Publié le 2024-05-22 10:00:00. Des chercheurs barcelonais ont mis en lumière un mécanisme de survie cellulaire méconnu chez les cellules cancéreuses : face à une pression physique, elles déploient une stratégie d’urgence pour augmenter leur production d’énergie et réparer les dommages subis. Cette découverte, publiée dans Nature Communications, pourrait ouvrir de nouvelles voies thérapeutiques.
- Les cellules cancéreuses, lorsqu’elles sont physiquement comprimées, activent un « mécanisme d’approvisionnement énergétique d’urgence » pour survivre.
- Ce mécanisme implique un déplacement rapide des mitochondries vers le noyau, formant un halo appelé « NAMs » (Nuclear-Associated Mitochondria), et une augmentation significative de la production d’ATP.
- Cette surtension énergétique permet aux cellules de réparer les dommages à leur ADN induits par la pression.

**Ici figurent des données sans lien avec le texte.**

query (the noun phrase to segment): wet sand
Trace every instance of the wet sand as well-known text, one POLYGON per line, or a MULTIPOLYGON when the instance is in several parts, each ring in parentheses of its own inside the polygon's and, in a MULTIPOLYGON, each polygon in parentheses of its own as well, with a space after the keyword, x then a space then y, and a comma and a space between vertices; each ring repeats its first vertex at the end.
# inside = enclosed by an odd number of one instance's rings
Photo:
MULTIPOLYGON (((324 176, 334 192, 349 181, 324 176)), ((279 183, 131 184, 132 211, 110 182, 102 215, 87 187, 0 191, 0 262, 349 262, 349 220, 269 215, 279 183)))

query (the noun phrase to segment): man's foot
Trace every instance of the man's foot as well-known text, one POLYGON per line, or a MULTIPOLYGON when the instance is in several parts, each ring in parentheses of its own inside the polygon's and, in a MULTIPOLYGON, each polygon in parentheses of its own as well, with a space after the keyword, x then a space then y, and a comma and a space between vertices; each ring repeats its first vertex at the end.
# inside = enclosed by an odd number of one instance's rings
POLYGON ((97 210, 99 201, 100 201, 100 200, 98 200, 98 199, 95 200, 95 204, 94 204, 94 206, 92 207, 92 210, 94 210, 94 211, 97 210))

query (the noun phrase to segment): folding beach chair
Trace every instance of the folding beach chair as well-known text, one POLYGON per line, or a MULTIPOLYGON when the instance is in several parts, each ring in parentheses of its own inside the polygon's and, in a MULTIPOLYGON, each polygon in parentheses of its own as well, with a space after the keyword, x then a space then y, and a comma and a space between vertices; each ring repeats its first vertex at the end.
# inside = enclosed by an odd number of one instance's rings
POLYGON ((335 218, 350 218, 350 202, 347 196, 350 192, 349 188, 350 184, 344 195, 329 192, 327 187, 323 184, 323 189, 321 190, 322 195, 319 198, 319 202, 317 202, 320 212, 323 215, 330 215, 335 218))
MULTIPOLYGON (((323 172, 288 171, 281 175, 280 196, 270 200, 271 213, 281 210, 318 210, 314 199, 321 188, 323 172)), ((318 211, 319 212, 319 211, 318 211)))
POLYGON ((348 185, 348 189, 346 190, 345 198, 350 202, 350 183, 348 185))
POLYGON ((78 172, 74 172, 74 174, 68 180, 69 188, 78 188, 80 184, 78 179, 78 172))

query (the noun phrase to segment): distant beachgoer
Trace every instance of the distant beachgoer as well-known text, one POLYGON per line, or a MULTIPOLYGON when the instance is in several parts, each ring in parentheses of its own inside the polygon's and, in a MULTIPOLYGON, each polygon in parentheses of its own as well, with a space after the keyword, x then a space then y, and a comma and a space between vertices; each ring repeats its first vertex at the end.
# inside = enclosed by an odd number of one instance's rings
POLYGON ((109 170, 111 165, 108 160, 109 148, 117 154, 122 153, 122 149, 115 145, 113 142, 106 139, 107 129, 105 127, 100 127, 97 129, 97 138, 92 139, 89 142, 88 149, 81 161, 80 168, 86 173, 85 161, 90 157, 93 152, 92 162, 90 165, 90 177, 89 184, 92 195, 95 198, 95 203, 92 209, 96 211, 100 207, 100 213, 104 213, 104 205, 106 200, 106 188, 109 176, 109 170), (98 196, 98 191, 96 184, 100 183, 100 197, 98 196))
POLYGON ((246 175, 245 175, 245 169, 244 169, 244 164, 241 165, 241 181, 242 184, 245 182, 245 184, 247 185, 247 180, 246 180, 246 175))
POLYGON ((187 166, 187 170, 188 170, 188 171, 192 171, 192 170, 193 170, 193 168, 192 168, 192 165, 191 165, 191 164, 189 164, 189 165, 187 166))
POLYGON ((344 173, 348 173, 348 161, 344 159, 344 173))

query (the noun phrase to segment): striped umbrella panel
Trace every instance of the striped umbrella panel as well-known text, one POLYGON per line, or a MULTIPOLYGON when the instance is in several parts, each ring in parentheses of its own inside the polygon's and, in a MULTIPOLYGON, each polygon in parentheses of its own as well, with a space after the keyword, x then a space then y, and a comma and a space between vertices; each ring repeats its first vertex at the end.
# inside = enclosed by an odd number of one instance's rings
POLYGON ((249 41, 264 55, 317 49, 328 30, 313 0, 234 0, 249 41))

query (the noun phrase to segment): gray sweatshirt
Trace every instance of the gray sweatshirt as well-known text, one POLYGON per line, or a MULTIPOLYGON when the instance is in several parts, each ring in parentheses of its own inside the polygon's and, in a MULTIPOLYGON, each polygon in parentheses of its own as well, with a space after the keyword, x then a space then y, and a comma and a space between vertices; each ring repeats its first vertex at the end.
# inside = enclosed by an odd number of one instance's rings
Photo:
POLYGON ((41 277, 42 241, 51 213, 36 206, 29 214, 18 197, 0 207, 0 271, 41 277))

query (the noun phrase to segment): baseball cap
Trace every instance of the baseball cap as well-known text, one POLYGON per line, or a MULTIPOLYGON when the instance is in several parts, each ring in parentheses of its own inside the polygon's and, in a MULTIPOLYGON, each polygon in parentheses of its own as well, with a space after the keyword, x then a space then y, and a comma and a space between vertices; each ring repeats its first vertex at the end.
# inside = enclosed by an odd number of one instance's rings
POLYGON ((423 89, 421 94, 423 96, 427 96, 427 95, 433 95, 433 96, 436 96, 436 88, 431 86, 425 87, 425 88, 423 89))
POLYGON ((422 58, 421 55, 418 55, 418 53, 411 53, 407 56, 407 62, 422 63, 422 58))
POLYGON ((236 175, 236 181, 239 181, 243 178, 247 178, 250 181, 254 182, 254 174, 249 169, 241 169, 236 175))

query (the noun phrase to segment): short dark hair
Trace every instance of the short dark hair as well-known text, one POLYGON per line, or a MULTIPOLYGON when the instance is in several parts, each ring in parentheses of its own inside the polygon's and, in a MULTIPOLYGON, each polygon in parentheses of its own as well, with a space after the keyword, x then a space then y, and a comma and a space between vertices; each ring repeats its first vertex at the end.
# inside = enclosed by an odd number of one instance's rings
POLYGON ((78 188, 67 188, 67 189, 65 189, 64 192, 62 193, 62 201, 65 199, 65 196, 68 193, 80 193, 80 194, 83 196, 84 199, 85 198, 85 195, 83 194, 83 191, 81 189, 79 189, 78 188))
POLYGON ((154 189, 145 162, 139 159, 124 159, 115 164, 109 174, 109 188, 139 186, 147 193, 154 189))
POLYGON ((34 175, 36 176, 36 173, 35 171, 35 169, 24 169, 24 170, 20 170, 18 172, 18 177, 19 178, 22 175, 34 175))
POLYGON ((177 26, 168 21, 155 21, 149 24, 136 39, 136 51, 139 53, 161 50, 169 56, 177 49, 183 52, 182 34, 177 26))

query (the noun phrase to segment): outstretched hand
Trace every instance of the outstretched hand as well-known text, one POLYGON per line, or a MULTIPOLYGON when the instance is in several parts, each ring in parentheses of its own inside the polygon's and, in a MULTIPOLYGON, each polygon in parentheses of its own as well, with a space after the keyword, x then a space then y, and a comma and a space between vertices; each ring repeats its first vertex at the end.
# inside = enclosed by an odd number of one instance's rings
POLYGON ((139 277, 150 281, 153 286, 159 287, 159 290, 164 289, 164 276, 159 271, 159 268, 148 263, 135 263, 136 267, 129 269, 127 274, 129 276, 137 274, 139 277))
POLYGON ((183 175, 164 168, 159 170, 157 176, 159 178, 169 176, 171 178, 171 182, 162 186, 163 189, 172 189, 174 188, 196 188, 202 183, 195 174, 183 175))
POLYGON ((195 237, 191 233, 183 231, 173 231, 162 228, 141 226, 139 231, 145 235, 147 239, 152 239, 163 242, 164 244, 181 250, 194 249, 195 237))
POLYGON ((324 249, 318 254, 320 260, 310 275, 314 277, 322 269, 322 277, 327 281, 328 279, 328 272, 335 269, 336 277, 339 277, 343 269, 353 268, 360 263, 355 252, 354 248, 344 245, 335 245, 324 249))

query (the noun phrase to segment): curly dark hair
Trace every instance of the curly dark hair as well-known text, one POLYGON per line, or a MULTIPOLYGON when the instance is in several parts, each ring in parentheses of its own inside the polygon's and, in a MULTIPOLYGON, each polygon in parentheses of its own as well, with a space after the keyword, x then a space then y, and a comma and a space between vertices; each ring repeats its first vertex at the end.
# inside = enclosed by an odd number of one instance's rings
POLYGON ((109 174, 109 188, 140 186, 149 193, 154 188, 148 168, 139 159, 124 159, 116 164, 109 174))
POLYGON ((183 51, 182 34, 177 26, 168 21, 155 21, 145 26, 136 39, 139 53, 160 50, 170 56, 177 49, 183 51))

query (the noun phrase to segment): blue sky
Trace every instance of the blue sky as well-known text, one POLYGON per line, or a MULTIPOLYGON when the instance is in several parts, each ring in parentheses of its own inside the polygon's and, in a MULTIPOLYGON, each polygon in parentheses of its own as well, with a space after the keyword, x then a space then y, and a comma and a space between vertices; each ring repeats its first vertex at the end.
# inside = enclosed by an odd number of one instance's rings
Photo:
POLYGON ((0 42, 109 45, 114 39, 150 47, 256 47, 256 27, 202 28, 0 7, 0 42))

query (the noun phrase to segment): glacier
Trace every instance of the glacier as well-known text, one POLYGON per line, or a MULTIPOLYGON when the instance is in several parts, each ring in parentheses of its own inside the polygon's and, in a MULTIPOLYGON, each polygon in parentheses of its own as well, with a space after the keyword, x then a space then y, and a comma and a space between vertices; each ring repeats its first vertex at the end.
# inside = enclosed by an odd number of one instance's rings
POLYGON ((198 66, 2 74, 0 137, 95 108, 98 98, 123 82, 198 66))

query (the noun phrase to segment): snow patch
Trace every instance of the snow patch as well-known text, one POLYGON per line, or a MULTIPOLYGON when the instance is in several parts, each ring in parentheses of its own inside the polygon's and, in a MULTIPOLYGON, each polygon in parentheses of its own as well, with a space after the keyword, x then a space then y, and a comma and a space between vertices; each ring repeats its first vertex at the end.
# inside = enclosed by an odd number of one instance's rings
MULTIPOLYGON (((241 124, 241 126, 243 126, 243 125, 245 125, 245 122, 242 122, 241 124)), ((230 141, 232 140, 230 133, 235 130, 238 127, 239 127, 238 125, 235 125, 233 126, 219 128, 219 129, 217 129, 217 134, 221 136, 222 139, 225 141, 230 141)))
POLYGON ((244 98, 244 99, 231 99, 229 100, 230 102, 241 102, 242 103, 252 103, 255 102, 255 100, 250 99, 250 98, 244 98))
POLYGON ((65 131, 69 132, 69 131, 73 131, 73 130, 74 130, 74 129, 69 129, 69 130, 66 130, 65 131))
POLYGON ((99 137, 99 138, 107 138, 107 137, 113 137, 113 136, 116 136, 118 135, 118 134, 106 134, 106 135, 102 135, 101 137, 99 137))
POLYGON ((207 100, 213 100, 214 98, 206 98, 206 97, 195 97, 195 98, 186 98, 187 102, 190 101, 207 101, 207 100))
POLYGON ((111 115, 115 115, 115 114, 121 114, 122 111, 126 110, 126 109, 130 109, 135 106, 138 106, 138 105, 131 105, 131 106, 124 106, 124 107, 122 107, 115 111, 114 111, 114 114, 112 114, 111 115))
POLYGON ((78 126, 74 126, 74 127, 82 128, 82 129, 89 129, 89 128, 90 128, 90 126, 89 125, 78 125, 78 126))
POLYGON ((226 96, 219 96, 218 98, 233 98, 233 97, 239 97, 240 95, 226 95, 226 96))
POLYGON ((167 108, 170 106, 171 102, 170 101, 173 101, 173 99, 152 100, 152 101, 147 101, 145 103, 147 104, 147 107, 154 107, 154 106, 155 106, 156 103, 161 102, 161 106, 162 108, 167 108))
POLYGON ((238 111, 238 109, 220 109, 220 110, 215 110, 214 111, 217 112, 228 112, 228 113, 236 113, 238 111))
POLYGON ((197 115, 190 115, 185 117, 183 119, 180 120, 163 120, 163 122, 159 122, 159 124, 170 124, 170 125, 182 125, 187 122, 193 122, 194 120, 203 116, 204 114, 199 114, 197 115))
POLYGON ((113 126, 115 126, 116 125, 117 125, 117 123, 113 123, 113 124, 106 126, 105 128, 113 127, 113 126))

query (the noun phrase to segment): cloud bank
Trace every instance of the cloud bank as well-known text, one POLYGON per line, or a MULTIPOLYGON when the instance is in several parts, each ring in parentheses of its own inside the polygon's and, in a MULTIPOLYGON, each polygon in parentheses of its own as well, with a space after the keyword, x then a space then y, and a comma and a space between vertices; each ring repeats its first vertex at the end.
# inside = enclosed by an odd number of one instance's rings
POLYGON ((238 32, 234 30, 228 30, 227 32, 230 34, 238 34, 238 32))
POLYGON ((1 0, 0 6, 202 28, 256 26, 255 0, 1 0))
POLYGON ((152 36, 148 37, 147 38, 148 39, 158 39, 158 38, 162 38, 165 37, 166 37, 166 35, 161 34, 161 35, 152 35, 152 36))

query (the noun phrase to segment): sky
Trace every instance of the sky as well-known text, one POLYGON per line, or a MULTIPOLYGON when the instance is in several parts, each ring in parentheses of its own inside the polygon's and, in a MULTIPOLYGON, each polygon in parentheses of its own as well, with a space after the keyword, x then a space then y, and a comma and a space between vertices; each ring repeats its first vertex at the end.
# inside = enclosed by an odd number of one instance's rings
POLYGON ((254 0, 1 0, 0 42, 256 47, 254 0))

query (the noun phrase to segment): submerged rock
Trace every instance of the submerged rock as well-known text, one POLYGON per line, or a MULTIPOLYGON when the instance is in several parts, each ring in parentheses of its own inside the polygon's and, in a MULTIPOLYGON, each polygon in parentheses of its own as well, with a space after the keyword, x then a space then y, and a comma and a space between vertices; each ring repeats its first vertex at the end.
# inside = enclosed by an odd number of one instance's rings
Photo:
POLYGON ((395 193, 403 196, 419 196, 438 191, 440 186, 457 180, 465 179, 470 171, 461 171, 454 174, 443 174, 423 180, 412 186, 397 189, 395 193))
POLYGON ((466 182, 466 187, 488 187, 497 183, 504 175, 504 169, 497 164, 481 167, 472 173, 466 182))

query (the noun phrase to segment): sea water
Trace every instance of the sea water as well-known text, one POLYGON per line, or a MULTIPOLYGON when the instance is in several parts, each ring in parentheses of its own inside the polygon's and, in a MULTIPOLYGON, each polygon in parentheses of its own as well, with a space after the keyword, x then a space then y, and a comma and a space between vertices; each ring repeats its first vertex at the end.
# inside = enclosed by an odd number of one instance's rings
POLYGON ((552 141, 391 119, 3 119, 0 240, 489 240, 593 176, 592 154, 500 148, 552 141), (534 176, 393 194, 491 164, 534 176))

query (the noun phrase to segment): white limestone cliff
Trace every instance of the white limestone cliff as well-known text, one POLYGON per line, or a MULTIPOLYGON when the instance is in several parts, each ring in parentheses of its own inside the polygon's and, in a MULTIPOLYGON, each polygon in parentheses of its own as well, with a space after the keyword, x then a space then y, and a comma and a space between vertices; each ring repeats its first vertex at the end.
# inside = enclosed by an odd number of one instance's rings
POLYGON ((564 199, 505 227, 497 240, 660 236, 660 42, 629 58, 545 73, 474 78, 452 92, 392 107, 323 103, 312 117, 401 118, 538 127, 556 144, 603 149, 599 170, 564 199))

- La présence accrue de NAMs a été observée dans des tissus de biopsie de patientes atteintes de cancer du sein, suggérant un potentiel en tant que cible thérapeutique.
Des travaux menés par une équipe du Center for Gene Regulation (CRG) à Barcelone ont révélé l’étonnante capacité des cellules cancéreuses à réagir aux contraintes physiques. En utilisant un microscope spécialisé, les chercheurs ont soumis des lignées cellulaires de cancer du col de l’utérus (cellules HeLa) à une compression d’environ 3 microns. Ils ont observé, en l’espace de quelques secondes, un mouvement des mitochondries, les « centrales énergétiques » de la cellule, vers le noyau. Ces organites se sont alors agglomérés pour former une structure compacte, baptisée « Nuclear-Associated Mitochondria » (NAMs).
« Cela nous oblige à repenser le rôle des mitochondries dans le corps humain. Ce ne sont pas des batteries statiques, mais plus comme les premiers intervenants agiles, qui peuvent être convoqués lorsque les cellules sont pressées à leurs limites. »
Dr Sara Sdelci, co-auteure principale de l’étude
Cette réorganisation n’est pas qu’une simple redistribution spatiale. Elle s’accompagne d’une surproduction d’ATP (adénosine triphosphate), la molécule clé fournissant l’énergie nécessaire aux processus cellulaires. Les mesures ont montré un bond d’environ 60% de l’ATP dans les trois secondes suivant la compression. Cette augmentation soudaine de l’énergie est cruciale pour la survie des cellules cancéreuses soumises à une pression mécanique. En effet, cette pression peut entraîner des ruptures dans l’ADN, nécessitant une réparation coûteuse en énergie. Les cellules capables d’augmenter leur apport en ATP peuvent ainsi réparer ces lésions et continuer à se diviser, contrairement à celles qui n’y parviennent pas.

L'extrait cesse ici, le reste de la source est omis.